Yazarımız da bu düşünceden hareketle, babasını kaybeden Rayifo’nun ağzından ölümün on bir yaşındaki bir çocuğa neler hissettirebileceğini anlatmaya çalışmıştır. Somut işlemler dönemindeki bir çocuğun düşünme biçimine uygun olarak, ölümü yok oluş olarak değil, farklı bir yere gidiş olarak düşündürmüştür:

“Babam yatakta, gözleri kapalı hep öyle kaldı. Sonra sabahleyin kürekliler geldiler, babama gömüt kazdılar. Karlı topraktan, beyaz buğular çıktı ıpıl ıpıl. Sonra kapkara toprağı örttüler babamın üstüne. Tap tap ettiler kürekle. Babam

yerin altında kaldı. Biz de, bir anam, bir bacım bir de ben, yerin üstünde kaldık” (Đzgü, 1978:10).

Bir insanın ölümünün onu seven insanlara üzüntü vereceği anlatılırken, yaşamın devam ettiği ve insanların acılara da alışabileceği düşüncesi okuyucuya şu sözlerle sezdirilmeye çalışılmış: “Birkaç gün sonra anamın gözlerinin kızarığı geçti, bulgur aşı kaynattı, koydu benle Miyeser’in önüne” (Đzgü, 1978:10).

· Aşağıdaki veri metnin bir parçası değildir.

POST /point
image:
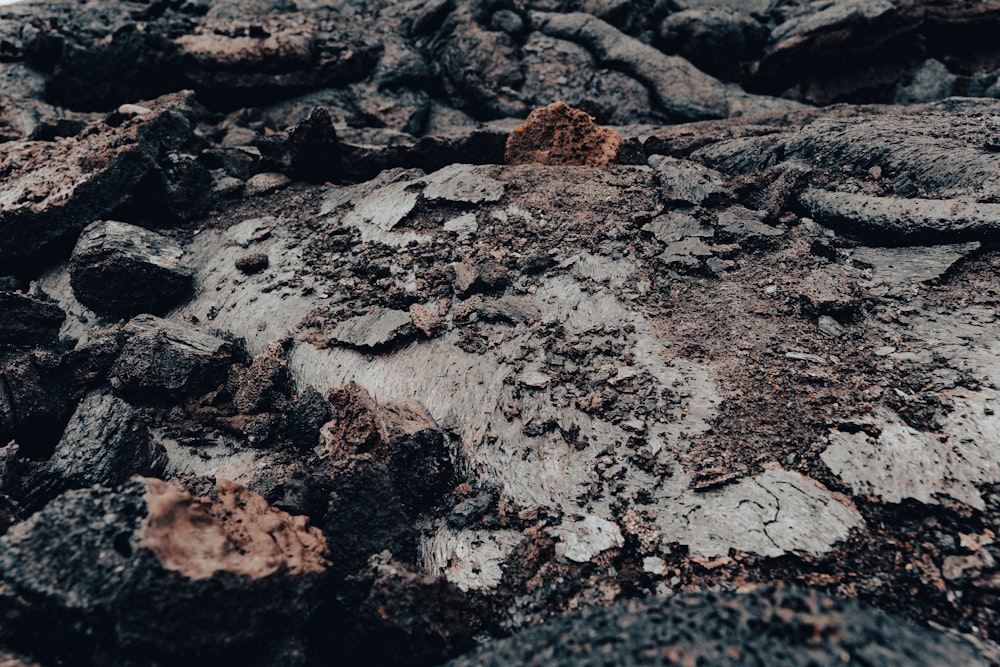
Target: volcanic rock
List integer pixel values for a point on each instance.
(26, 320)
(119, 269)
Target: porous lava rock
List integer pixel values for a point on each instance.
(560, 135)
(118, 269)
(149, 562)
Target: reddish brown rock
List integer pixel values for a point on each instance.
(560, 135)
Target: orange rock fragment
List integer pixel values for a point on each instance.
(561, 135)
(240, 533)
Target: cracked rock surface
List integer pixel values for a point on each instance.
(377, 332)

e) Kardeş Sevgisi ve Aile Bağları

Kardeş sevgisi Muzaffer Đzgü’nün birçok eserinde karşımıza çıkmaktadır. Kara Pamuk romanında da romanın baş kişisi ve anlatıcısı Rayifo ve kardeşi Miyeser’in birbirlerine olan sevgi ve bağlılığı vurgulanmaktadır. Hiç kavga etmezler. Rayifo Miyeser’e babalarını kaybetmiş olmanın verdiği bir hisle babası gibi davranmaktadır. “Miyeser’in gözüne mucuk sineği kaçtı. Anama haber vermedim. Erim ben. Baba…Ayırdım Miyeser’in gözünü parmağımla çıkardım” (Đzgü, 1978:23).

Rayifo’nun bu tutumu sadece kardeşine karşı değil, tüm ailesine karşıdır. Annesinin

şu sözleri de bunu desteklemektedir: “Oğlum bilesin ki bundan sonra bu evin eri sensin.On bir evlik köyün , bir evinin eri de ben oldum” (Đzgü, 1978:10).

Rayifo aileyi ilgilendiren her konuda kendini sorumlu hisseder, karar alınırken söz sahibi olur.“Er benim artık. Ben götürecem bu yıl anamı, Miyeser’i Çukurova’ya.“Az sonra yük ağırlaştıkça ağırlaşacak, arkada kalacağız, çoğununkini büyükler sırtlanacak, ama ben vermeyeceğim, çünkü bizim evin eri benim” (Đzgü, 1978:16). Romanın pek çok yerinde aile içi sevgi ve bağlılığın gereği eğitsel bir ileti olarak vurgulanmıştır. Bu iletiler çocuklarda olumlu davranış ve duygular oluşturabilir. Ancak annesi yaşamasına rağmen henüz yaşı on bir olan Rayifo ailenin reisi olarak görülmektedir. Bunun sebebi de onun erkek çocuk oluşudur. Çocukların cinsiyet rollerini kazandığı bir dönem için bu tür bir örneğin ne derece uygun olabileceği de ayrı bir tartışma konusu olabilir.